I build and dragrace aircooled VW's with stock-type torsion bar suspensions. I've also been around sprint cars for a while, a couple friends race 360's here in Northern California. the classic design is torsion bar on all four corners, simple, adjustable and it works. Unlike with coil overs, the shock mount can be made from lighter stock. In fact, when going through Summer's lakester build site last night, the rear suspension seemed to be heading down the sprint-torsion bar path (I still like the way it came out, very nice stuff). The probem I see with most inboard suspensions is that every pivot point carry the load of the corner of the car, and must be made in such a way as to carry those loads at the angles designed in. It just seems to get complicated in a hurry, at least to me. Case an point the SoCal belly tank car, and any Indy or open wheel Formula car.

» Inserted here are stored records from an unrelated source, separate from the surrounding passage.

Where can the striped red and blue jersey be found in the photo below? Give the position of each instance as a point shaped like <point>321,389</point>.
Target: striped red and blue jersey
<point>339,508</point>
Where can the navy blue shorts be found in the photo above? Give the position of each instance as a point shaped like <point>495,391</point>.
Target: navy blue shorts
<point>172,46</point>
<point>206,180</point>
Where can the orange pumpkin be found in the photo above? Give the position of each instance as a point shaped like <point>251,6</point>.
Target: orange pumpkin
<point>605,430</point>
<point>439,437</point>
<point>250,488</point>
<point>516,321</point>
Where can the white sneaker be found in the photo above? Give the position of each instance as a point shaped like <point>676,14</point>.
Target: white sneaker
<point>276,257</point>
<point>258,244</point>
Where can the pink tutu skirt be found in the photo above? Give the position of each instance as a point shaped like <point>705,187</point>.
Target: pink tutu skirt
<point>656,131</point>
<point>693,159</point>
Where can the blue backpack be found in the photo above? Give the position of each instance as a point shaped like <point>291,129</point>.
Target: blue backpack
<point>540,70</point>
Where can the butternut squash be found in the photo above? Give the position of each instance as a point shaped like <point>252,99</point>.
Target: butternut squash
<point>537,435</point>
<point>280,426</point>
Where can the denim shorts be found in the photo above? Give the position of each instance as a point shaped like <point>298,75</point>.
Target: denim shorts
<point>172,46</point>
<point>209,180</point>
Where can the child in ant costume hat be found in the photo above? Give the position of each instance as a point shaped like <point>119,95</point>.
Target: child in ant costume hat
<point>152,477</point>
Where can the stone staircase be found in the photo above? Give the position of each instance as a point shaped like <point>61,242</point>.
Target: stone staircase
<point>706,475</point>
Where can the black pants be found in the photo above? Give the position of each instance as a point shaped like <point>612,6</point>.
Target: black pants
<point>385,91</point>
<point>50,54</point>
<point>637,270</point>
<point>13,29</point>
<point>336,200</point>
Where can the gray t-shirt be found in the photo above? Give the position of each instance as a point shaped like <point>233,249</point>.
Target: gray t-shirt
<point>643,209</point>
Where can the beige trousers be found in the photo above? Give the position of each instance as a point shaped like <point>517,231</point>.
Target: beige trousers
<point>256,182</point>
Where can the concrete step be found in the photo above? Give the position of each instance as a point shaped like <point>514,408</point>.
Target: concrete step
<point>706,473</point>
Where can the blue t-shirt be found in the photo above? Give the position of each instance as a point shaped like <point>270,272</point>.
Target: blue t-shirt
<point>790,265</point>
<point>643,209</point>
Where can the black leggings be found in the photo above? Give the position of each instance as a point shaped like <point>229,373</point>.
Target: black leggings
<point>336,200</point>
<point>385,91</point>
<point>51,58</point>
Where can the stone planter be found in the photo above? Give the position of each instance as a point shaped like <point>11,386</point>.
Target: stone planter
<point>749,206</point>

OEM VW bars were made in three lengths and 3 or 4 diameters starting at about 21mm dia. The Bug Pack catalog has a good OEM reference chart in the front of it. The offroaders still use torsion bars, particularly in the classes that still require stock-type torsion suspension, so aftermarket bars are readily available up to 30mm dia, and relatively cheap ($180/pair?) through Sway-A-Way or Bug Pack distributors like Aircooled.net
My high school friend's '65 Mopar had dual A-arm front suspension with torsion bars from the factory. Raising and lowering the front end was a breeze on that ole hot rod. Lack of coil springs up front also made room for a fat Hemi
I wish I had a picture, but the torsion bar was attached to the lower A-arm with splines right at the pivot point. It ran rearward under both frame rails, through a tube, and used a dog and set-adjuster screw like a spint car.